I forced a smile, praying she couldn't see how hard I had to fight to stop myself from absolutely breaking down sobbing in that moment. "A moment without the boys, he means?"

Hermione laughed. "Something like that. Now come on, we have to hurry so you won't be late for class since the sun rises so late in the morning in January."

"Y-Yeah," I managed. The last thing I wanted to do was go to class, but I had no choice. Maybe seeing Harry will make me feel better, I thought hopefully to myself.

Cedric's tight hug helped a bit, and the twins never failed --- and I mean never --- to make me laugh. And as I expected, seeing Harry helped a bit too. To him, I was still just Lucy, not Lucy the Lycanthrope. As nice as it was not stressing over keeping my secret from the twins anymore, I couldn't ignore the pitying looks I caught them giving me sometimes.

I slid in next to him in History of Magic and started getting my notes out when he suddenly leaned over and whispered in my ear, "I think I'm going to open the egg on Friday night, if you want to stay in the common room."

I nodded. "Sure."

His cheeks reddened slightly as he smiled. "You don't sound surprised by the fact I... well..."

"I'm a lot harder to fool than Hermione," I replied with a quiet chuckle. "Smart as she is, she's not the best at, er, reading people's emotional cues? I guess? Is that fair to say?"

As if to prove our point, Hermione's head suddenly whipped in Ron's direction. "Why do you want to know if Viktor was at the New Year's party?"

"Just wondering if he kissed you," Ron mumbled, not looking her directly in the eye.

"Why do you want to know that?"

Harry glanced at me. "Yeah, that's fair to say."

I bit my lip to stop myself from laughing and continued getting my notes out.
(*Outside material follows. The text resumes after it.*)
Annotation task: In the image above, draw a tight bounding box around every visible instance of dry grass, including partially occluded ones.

As much as I enjoyed being around Harry, I found it harder and harder with each passing hour to keep myself together. Worries about the new legislation and the need to keep my secret from Harry and the continued threat of Rita Skeeter and what the egg might reveal ricocheted angrily around my brain, and by the time lunch came, I was too troubled to even think about eating.

"I'm going to go see if Hagrid needs help with the skrewts," I said to Harry.

"Don't lose a finger," he replied with a sarcastic grin.

"I'll do my best."

Yet another thing I love about Harry, I thought to myself. He doesn't ask questions.

When I arrived at Hagrid's, he didn't seem terribly surprised to see me. He asked if I had heard the news about the legislation, and when my response was a high-pitched "Yeah, I did, did you, wait, of course, you did, you just asked me, sorry, obviously you heard," he suggested I go find a creature to calm myself down.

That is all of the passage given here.